Fabulous Adventures In Coding
Eric Lippert is a principal developer on the C# compiler team. Learn more about Eric.
(Eric is out camping; this posting is prerecorded. I'll be back in the office after Labour Day.)
The word "type" appears almost five thousand times in the C# 4 specification, and there is an entire chapter, chapter 4, dedicated to nothing but describing types. We start the specification by noting that C# is "type safe" and has "a unified type system" (*). We say that programs "declare" types, and that declared types can be organized by namespace. Clearly types are incredibly important to the design of C#, and incredibly important to C# programmers, so it is a more than a little bit surprising that nowhere in the eight hundred pages of the specification do we ever actually define the word "type".

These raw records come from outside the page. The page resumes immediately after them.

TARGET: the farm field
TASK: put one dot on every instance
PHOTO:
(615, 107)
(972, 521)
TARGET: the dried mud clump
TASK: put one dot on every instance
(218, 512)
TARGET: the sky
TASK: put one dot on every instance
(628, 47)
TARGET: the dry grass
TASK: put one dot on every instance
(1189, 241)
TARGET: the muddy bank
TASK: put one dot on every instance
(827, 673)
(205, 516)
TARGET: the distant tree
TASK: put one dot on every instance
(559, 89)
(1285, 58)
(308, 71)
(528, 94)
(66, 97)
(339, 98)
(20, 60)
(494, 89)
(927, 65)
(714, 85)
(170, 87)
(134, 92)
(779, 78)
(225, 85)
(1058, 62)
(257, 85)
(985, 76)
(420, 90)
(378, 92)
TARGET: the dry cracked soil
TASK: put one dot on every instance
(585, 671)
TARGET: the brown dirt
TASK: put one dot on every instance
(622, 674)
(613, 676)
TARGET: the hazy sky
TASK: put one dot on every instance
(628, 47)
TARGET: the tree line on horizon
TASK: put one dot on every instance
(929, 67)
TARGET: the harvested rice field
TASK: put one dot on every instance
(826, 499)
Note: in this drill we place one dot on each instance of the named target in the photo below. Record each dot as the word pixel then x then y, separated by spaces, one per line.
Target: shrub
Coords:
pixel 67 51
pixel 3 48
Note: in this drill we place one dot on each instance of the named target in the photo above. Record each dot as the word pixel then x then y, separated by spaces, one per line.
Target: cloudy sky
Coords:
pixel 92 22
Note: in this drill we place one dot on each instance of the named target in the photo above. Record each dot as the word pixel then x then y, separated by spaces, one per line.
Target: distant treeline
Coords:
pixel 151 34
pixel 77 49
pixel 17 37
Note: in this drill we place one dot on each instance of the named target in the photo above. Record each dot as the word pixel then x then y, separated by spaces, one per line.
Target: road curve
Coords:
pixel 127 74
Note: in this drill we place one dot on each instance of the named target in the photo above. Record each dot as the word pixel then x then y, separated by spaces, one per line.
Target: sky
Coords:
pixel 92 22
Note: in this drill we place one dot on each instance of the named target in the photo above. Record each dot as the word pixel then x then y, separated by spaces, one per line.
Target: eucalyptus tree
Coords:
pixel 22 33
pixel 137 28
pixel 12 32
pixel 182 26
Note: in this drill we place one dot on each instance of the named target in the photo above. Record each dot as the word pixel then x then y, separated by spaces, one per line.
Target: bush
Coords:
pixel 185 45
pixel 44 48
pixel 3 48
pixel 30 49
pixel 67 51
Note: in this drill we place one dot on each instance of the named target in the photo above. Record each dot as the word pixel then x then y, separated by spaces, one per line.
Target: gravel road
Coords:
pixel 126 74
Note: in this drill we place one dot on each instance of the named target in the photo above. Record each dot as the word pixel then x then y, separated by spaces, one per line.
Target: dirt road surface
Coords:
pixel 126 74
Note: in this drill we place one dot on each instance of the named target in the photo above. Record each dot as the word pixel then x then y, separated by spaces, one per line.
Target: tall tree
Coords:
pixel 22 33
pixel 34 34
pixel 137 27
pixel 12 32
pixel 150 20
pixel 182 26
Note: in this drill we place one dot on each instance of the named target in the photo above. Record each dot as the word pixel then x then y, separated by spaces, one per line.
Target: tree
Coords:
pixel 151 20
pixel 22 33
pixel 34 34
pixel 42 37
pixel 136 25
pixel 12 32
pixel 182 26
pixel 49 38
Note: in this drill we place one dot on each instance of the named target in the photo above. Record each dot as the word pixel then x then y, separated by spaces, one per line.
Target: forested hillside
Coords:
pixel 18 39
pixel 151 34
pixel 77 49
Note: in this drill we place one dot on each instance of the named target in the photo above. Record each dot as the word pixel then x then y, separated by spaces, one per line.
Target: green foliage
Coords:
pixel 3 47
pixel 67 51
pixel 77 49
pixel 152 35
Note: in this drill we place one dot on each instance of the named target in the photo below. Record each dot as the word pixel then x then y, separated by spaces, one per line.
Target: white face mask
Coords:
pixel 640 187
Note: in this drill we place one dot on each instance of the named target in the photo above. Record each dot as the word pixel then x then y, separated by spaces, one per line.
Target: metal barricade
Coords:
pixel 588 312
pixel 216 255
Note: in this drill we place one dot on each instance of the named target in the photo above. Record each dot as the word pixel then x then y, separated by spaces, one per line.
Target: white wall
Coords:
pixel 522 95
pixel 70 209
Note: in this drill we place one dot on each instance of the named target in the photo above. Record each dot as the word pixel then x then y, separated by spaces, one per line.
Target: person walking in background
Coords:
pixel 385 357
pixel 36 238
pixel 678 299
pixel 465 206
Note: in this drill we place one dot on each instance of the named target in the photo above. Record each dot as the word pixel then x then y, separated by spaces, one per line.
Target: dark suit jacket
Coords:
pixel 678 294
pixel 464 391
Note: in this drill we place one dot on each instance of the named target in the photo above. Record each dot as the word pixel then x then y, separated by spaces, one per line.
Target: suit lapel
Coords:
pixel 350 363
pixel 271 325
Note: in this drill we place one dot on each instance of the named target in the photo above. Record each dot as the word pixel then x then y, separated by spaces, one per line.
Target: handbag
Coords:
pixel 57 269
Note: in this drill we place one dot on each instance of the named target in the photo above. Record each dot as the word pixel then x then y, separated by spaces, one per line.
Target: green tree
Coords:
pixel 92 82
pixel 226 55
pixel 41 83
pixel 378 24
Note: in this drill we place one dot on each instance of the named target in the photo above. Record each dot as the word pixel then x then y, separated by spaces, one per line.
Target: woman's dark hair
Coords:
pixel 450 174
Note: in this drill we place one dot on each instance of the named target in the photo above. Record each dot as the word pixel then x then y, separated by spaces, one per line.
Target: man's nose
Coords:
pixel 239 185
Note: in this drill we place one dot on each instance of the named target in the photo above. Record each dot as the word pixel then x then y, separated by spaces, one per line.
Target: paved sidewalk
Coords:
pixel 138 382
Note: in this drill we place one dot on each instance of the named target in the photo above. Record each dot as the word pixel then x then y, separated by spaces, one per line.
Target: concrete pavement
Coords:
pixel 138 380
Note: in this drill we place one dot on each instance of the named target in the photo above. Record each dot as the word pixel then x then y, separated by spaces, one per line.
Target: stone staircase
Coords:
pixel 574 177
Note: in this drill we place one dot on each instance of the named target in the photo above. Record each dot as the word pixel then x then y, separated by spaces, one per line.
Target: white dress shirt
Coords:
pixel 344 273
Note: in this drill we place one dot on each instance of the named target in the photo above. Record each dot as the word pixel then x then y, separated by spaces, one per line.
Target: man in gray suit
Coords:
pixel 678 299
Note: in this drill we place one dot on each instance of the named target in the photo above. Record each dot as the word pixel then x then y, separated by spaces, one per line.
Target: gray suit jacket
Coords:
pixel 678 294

We sort of assume that the developer reading the specification already has a working understanding of what a "type" is; the spec does not aim to be either a beginner programming tutorial or a mathematically precise formal language description. But if you ask ten working line-of-business developers for a formal definition of "type", you might get ten different answers. So let's consider today the question: what exactly is this thing you call a "type"?
A common answer to that question is that a type consists of:
* A name* A set (possibly infinite) of values
And possibly also:
* A finite list of rules for associating values not in the type with values in the type (that is, coercions; 123.45 is not a member of the integer type, but it can be coerced to 123.)
Though that is not a terrible definition as a first attempt, it runs into some pretty nasty problems when you look at it more deeply.
The first problem is that of course not every type needs to have a name; C# 3 has anonymous types which have no names by definition. Is "string" the name of a type? What about "List<string>" -- does that name a type? Is the name of the string type "string" or "String", or "System.String", or "global::System.String", or all four? Does a type's name change depending on where in the source code you are looking?
This gets to be a bit of a mess. I prefer to think of types as logically not having names at all. Program fragments "12" and "10 + 2" and "3 * 4" and "0x0C" are not names for the number 12, they are expressions which happen to all evaluate to the number 12. That number is just a number; how you choose to notate it is a fact about your notational system, not a fact about the number itself. Similarly for types; the program fragment "List<string>" might, in its context, evaluate to refer to a particular type, but that type need not have that fragment as its name. It has no name.
The concept of a "set of values" is also problematic, particularly if those sets are potentially infinite "mathematical" sets.
To start with, suppose you have a value: how do you determine what its type is? There are infinitely many sets that can contain that value, and therefore infinitely many types that the value can be! And indeed, if the string "hello" is a member of the string type, clearly it is also a member of the object type. How are we to determine what "the" type of a value is?
Things get even more brain-destroying when you think, oh, I know, I'll just say that every type's set of values is defined by a "predicate" that tells me whether a given value is in the type or not. That seems very plausible, but then you have to think about questions like "are types themselves values?" If so, then "the type whose values are all the types that are not members of themself" is a valid predicate, and hey, we've got Russell's Paradox all over again. (**)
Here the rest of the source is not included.